Mark Zuckerberg’s recruiting some help to inch his metaverse vision closer to reality.
On Friday, Meta and Qualcomm announced they’re partnering up to design custom chipsets for Meta’s virtual reality headsets which they believe could power, “a new era of spatial computing.” The multi-year agreement between the two companies will see Meta’s Quest headsets powered by Qualcomm’s Snapdragon tech. The agreement means Meta, unlike other competitors like Google and Apple, won’t ship hardware with its own processor for the foreseeable future.
“As we continue to build more advanced capabilities and experiences for virtual and augmented reality, it has become more important to build specialized technologies to power our future VR headsets and other devices,” Meta CEO Mark Zuckerberg said in a statement. “Unlike mobile phones, building virtual reality brings novel, multi-dimensional challenges in spatial computing, cost, and form factor. These chipsets will help us keep pushing virtual reality to its limits and deliver awesome experiences.”

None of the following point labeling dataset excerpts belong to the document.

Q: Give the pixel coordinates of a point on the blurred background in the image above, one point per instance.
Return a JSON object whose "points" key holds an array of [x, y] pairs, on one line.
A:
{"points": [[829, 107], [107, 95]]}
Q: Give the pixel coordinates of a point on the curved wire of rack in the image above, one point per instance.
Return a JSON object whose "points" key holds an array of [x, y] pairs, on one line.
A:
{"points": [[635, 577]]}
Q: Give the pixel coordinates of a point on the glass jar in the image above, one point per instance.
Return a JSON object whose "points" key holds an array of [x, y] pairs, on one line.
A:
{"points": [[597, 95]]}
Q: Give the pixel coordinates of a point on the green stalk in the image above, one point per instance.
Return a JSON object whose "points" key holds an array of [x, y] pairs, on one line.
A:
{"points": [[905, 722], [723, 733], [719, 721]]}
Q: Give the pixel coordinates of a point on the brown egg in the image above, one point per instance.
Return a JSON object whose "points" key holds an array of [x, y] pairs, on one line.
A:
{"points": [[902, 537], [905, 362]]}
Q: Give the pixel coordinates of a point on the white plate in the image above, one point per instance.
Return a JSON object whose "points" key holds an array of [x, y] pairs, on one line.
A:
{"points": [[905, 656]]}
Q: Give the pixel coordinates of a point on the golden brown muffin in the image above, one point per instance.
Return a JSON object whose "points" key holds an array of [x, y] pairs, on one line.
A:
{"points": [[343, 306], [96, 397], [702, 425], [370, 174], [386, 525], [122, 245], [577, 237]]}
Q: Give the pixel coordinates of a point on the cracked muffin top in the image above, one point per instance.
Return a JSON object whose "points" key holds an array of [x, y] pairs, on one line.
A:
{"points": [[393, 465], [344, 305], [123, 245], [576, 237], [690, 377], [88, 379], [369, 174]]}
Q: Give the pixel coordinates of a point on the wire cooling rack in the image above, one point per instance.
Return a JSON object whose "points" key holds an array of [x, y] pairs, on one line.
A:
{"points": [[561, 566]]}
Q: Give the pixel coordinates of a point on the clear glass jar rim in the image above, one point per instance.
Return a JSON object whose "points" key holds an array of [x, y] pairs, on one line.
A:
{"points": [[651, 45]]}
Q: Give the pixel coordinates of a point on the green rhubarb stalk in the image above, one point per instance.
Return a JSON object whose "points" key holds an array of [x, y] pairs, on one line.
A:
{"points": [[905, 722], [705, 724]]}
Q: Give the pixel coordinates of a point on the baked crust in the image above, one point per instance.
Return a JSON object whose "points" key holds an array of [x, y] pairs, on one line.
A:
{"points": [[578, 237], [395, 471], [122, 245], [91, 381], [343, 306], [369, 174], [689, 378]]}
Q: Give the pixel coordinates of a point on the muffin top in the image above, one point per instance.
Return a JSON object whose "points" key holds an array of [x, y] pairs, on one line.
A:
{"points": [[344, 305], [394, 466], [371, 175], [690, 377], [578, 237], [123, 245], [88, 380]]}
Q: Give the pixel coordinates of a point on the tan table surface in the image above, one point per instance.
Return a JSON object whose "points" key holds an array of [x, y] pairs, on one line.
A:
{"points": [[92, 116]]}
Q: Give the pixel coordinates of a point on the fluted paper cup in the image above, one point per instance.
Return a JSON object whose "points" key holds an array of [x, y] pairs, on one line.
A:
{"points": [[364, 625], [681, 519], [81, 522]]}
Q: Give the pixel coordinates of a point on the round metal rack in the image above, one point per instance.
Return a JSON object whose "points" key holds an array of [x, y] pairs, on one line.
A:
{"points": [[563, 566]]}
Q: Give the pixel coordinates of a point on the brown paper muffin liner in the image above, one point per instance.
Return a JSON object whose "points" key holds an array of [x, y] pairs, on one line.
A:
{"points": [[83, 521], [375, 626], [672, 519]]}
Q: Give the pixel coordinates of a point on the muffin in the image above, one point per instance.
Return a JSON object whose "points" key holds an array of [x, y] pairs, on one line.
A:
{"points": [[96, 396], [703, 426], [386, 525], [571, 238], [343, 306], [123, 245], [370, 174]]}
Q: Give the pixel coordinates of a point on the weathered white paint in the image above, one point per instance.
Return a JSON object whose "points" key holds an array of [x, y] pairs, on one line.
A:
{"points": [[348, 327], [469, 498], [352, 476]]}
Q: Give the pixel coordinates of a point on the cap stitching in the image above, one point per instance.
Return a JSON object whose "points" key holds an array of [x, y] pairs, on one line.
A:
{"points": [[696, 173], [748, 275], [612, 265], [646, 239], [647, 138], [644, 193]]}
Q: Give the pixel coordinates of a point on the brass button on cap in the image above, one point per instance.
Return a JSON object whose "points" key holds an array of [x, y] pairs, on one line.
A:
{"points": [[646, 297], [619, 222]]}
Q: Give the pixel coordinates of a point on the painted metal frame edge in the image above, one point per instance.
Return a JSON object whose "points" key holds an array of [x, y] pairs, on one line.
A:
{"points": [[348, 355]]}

Meta and Qualcomm aren’t exactly strangers. The Quest 2 headset currently uses Qualcomm’s Snapdragon XR2 chipset, and the two have worked together for the better part of seven years. Friday’s deal, according to Qualcomm, “solidifies the mutual commitment to deliver multiple generations of premium devices and experiences powered by custom VR platforms in the years to come.”
Regardless of what you may think about Zuckerberg’s vision for a legless cartoon workforce, consumer interest in headsets are clearly on the rise. Global shipments for VR headsets shot up 241.6% in the first quarter compared to the same time last year according to IDC data. On the consumer front, Meta’s Quest products are the undisputed kings. Meta’s headsets accounted for a staggering 90% of the overall market, thanks in part to its alleged strategy of leaning on more profitable sectors of its business to artificially reduce headset prices…and steer away competition in the process. All that investment’s starting to add up though. The company reportedly lost $2.81 billion from just $452 million in revenue from its Reality Labs VR division during the second quarter.
“Meta continues to pour dollars into developing the metaverse but the strategy of promoting low-cost hardware at the expense of profitability isn’t sustainable in the long run,” IDC research manager Jitesh Ubrani said in a statement.
Meta’s decision to continue partnering with Qualcomm slightly diverges from other Big Tech competitors like Apple and Google, who are increasingly opting to create their own chipsets for a variety of products. Google’s already shipped phones with its in-house Tensor chips and reportedly plans to release a line of Chromebooks with a custom-made processor as early as next year. Apple meanwhile continues to evolve and expand its M1 and M2 custom chips in its laptops and iPads.
On the VR side, Apple’s reportedly opting to go it alone as well. According to a June Bloomberg report, Apple’s first mixed reality headset, which could cost as much as $3,000, could come equipped with Apple’s M2 processor and 16 gigabytes of RAM. Then again, Bloomberg also discovered a patent filing this week for a “Reality Processor” which suggests Apple could be working on its own custom-made chipsets for its eventual headset. Those are a lot of what ifs and maybes, but given Apple’s trajectory it seems like their headset, which may be the only headset able to truly rival Meta’s in the consumer market, will likely ship with an in-house chip of some kind.